The United Kingdom is an important economic partner for Switzerland. In 2018, the United Kingdom was the sixth largest destination for Swiss goods (CHF 8.8bn) and the eighth largest source market for goods imported to Switzerland (CHF 7.7bn). At present, relations between Switzerland and the United Kingdom are predominantly governed by the bilateral agreements with the European Union (EU), which will cease to apply to the United Kingdom after it leaves the EU. Switzerland wants to ensure that the existing mutual rights and obligations in its relationship with the United Kingdom continue to apply as far as possible after the United Kingdom leaves the EU, and to expand them if appropriate (‘Mind the gap’ strategy). Switzerland has concluded a trade agreement with the United Kingdom to this end.
The trade agreement signed on 11 February 2019 in Bern ensures the continuation of the economic and commercial rights and obligations between Switzerland and the United Kingdom arising from the agreements between Switzerland and the EU. It lays the foundations for future economic and trade relations between Switzerland and the United Kingdom, both in the event of a ‘disorderly Brexit’ (‘no-deal’) and in the event of an orderly withdrawal (‘deal’).
The Agreement on the withdrawal of the United Kingdom from the EU (‘Withdrawal Agreement’), negotiated between the United Kingdom and the EU, envisages a transition period set to run from the day the United Kingdom exits the EU until at least 31 December 2020 (‘deal scenario’). During this period, the United Kingdom will continue to be part of the single market and the customs union. Under this scenario, the existing terms of the Swiss-EU bilateral agreements will continue to apply between Switzerland and the United Kingdom, with no changes to the current status quo. In this case, the trade agreement would enter into force after the end of the transition period.
However, given the uncertainty surrounding the ratification of the Withdrawal Agreement, the possibility of a ‘disorderly Brexit’, without a transition period in place, cannot be ruled out (‘no-deal scenario’).

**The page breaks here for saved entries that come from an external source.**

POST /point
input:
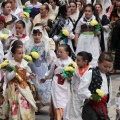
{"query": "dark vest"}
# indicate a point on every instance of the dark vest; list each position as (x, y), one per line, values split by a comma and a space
(97, 80)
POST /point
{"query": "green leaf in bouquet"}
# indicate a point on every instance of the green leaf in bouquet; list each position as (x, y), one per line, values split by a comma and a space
(97, 28)
(10, 68)
(27, 10)
(49, 23)
(96, 97)
(34, 50)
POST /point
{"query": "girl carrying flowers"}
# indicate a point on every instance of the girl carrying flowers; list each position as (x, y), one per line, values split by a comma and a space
(73, 109)
(97, 78)
(5, 34)
(19, 101)
(40, 43)
(60, 86)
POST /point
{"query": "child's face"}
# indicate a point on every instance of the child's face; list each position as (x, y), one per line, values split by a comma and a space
(88, 12)
(1, 25)
(62, 53)
(18, 55)
(80, 62)
(105, 66)
(19, 28)
(37, 37)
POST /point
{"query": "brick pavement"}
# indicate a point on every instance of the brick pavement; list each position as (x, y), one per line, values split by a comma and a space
(112, 111)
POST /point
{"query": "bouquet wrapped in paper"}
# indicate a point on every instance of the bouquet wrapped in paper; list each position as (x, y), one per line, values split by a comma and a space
(68, 72)
(7, 67)
(63, 35)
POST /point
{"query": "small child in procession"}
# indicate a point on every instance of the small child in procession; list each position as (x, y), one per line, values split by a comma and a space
(98, 83)
(60, 86)
(39, 43)
(73, 108)
(19, 32)
(19, 101)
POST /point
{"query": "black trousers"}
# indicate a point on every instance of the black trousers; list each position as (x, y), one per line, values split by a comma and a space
(88, 113)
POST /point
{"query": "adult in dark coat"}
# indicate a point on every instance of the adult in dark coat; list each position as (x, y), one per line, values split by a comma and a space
(116, 44)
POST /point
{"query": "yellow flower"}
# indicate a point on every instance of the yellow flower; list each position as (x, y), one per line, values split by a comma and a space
(4, 36)
(6, 61)
(69, 68)
(28, 58)
(74, 64)
(26, 14)
(4, 64)
(100, 92)
(23, 6)
(35, 55)
(93, 23)
(65, 32)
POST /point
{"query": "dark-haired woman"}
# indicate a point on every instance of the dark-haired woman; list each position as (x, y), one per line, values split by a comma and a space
(62, 22)
(104, 22)
(73, 108)
(9, 18)
(54, 8)
(84, 35)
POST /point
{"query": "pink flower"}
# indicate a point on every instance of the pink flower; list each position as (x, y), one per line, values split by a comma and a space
(24, 103)
(14, 108)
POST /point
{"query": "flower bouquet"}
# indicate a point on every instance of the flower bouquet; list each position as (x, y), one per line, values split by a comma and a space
(96, 26)
(32, 57)
(68, 72)
(26, 9)
(25, 15)
(4, 36)
(96, 97)
(7, 67)
(63, 35)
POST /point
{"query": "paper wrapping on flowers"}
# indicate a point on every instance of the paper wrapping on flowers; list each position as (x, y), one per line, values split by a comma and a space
(96, 26)
(5, 66)
(32, 57)
(68, 72)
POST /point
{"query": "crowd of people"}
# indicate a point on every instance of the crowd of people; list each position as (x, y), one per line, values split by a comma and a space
(58, 33)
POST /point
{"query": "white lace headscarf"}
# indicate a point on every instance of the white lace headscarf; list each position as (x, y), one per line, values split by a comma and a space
(29, 45)
(9, 54)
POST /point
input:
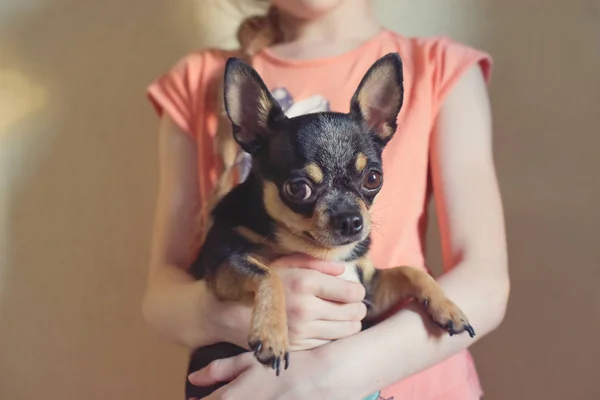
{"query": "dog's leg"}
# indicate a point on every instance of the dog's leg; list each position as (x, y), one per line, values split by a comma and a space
(246, 279)
(387, 287)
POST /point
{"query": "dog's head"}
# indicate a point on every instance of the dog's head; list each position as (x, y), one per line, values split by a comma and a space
(320, 172)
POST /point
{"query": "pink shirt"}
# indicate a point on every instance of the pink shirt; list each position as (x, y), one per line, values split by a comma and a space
(431, 68)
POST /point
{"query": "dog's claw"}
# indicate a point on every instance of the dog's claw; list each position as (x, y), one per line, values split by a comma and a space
(276, 365)
(470, 330)
(257, 347)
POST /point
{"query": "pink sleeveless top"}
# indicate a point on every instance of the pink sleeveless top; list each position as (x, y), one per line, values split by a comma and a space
(431, 68)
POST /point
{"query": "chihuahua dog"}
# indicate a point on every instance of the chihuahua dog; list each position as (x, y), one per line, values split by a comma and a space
(313, 180)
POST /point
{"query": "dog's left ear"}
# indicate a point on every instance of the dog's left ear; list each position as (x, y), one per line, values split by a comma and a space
(249, 105)
(379, 96)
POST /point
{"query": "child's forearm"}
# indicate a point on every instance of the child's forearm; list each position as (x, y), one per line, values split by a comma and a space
(403, 344)
(183, 310)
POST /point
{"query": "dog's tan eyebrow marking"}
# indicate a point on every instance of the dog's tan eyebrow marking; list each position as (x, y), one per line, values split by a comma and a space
(361, 162)
(315, 172)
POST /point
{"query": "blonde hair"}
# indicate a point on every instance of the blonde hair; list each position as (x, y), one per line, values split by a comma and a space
(255, 33)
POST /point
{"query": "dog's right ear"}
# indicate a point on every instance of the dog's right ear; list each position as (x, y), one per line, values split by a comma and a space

In the event of a no-deal, the trade agreement between Switzerland and the United Kingdom will be applied provisionally from the day the United Kingdom leaves the EU. The withdrawal date, initially set for 29 March 2019, has been extended by the European Council to 31 October 2019 at the latest.
The trade agreement replicates the vast majority of the trade agreements currently governing relations between Switzerland and the United Kingdom: the 1972 Free Trade Agreement, the Agreement on Public Procurement, the Agreement on the Fight against Fraud, part of the Agreement on Mutual Recognition in relation to Conformity Assessment and the 1999 Agricultural Agreement. Some agreements between Switzerland and the EU are based on the harmonisation or recognition of equivalence of rules between Switzerland and the EU (2009 Agreement on Customs Facilitation and Security, certain sections of the Agricultural Agreement including the ‘Veterinary Agreement’ Annex, and certain sections of the Agreement on Mutual Recognition in relation to Conformity Assessment) and cannot be fully replicated at this stage.
The implications of these scenarios for economic actors are explained in detail in the following document: Economic relations between Switzerland and the United Kingdom after Brexit (as of 29.03.2019) (PDF, 225 kB, 29.03.2019).
On 15 May 2019, the Federal Council opened consultation proceedings on the trade agreement. The consultation will end on 5 September 2019. The Federal Council will then submit the dispatch on approving the agreement to Parliament.